Ben Stiller plays Josh, the GM of the most luxurious condo tower in New York. His most pricey client, Arthur Shaw (Alan Alda), has been convicted of all kinds of money-dealing wrongs. This guy has so much dough, the floor of his rooftop pool features a 100-dollar bill design. He owns a 1953 ferrari once driven by Steve McQueen—and the car was disassembled and then reassembled in Shaw’s living room.
Josh mistakenly offered the handling of company pensions to Shaw, only to find out that all of it was lost to Shaw’s scheming. An FBI agent (Tea Leoni) having pity on Josh and his situation, informs him that $20 million or so of Shaw’s cash has yet to be found. Josh believes he knows exactly where it is. In an attempt to redeem himself and get his people’s money back, Josh assembles a group of dopes, including Affleck, Broderick, Pena, and Murphy to break into Shaw’s penthouse and rob a safe built within one of the condo walls.

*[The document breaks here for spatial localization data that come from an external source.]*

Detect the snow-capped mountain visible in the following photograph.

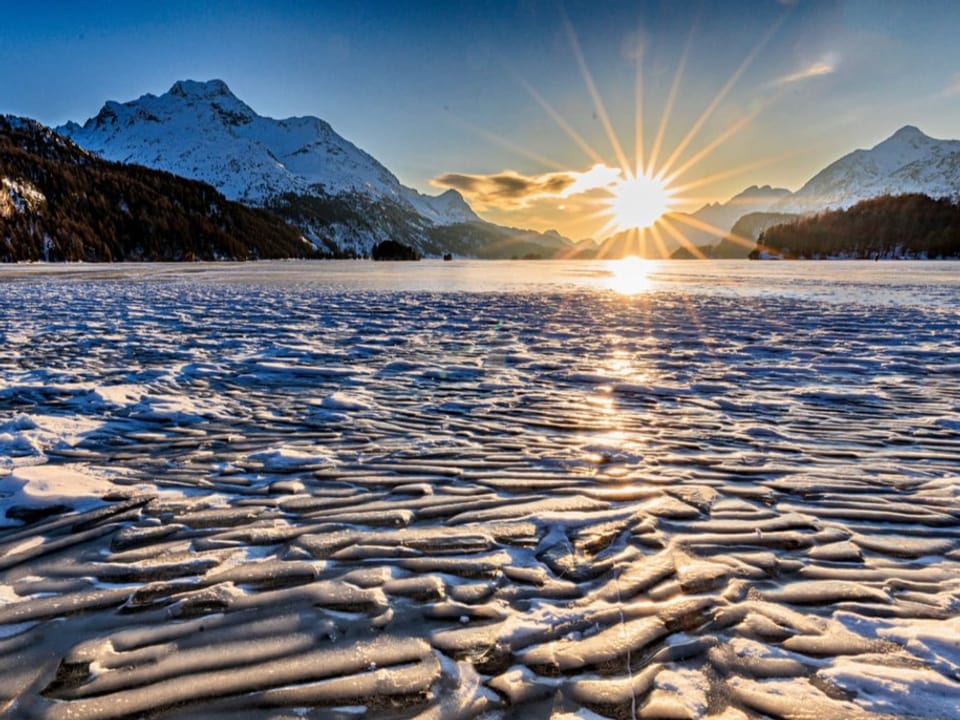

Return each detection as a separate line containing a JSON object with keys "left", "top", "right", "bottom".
{"left": 60, "top": 79, "right": 477, "bottom": 224}
{"left": 775, "top": 125, "right": 960, "bottom": 214}
{"left": 58, "top": 79, "right": 520, "bottom": 256}
{"left": 676, "top": 127, "right": 960, "bottom": 258}
{"left": 1, "top": 114, "right": 312, "bottom": 261}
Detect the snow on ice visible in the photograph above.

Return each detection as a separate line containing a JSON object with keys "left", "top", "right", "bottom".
{"left": 0, "top": 260, "right": 958, "bottom": 719}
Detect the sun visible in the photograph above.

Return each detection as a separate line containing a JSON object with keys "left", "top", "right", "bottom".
{"left": 606, "top": 173, "right": 672, "bottom": 232}
{"left": 607, "top": 255, "right": 652, "bottom": 295}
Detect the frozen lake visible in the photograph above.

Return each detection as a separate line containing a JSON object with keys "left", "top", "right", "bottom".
{"left": 1, "top": 259, "right": 959, "bottom": 719}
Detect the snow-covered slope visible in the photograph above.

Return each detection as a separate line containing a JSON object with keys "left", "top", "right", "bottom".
{"left": 59, "top": 79, "right": 478, "bottom": 226}
{"left": 400, "top": 187, "right": 478, "bottom": 225}
{"left": 776, "top": 126, "right": 960, "bottom": 214}
{"left": 0, "top": 114, "right": 312, "bottom": 261}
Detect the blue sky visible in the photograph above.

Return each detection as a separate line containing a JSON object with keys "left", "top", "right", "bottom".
{"left": 4, "top": 1, "right": 959, "bottom": 237}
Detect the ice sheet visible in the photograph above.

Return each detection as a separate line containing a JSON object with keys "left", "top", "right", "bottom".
{"left": 1, "top": 260, "right": 958, "bottom": 719}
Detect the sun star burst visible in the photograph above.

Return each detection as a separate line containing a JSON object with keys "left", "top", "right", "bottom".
{"left": 606, "top": 173, "right": 673, "bottom": 232}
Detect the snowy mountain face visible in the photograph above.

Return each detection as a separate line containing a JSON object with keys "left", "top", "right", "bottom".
{"left": 775, "top": 126, "right": 960, "bottom": 214}
{"left": 58, "top": 80, "right": 479, "bottom": 227}
{"left": 1, "top": 114, "right": 312, "bottom": 261}
{"left": 680, "top": 127, "right": 960, "bottom": 258}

Ratner has all the production values required for a major heist picture like this, but in his attempt to combine Rush Hour and Ocean’s Eleven, he fails in deliver a weak script without any wiggle room for his comedic stars to shine. Eddie Murphy is vastly underused. Audiences will eat up his scenery chewing harkening back to his glory days from the 80s. Murphy really hasn’t been this funny in quite some time, but he enters the movie late in the game and gets very little to do. Stiller plays the straight guy. He has nothing to do here other than play an unlikely hero and leader of the pack, acting as the only character with enough smarts to pull off a heist of such caliber. Broderick, Affleck, and Pena play the fillers: bumbling, dopey, and intended for laughs. I never found them interesting or believable enough to laugh at.
Luckily, Ratner wraps the film up in 90 minutes. I could view this as a perfectly acceptable time-killer, but it deserves to be hilarious and fun. Tower Heist has moments of what could have been. Murphy jibing Stiller about his asthma attacks in elementary school. The guys trying to prove themselves worthy to thief-expert Murphy by robbing $50 of goods apiece from a shopping mall. A classic ferrari dangling from the top of a skyscraper as a trio of guys hang from the car. These moments definitely help make the film come alive occasionally, but for the most part, nothing else here elevates Tower Heist from being little more than a Saturday afternoon watch on cable.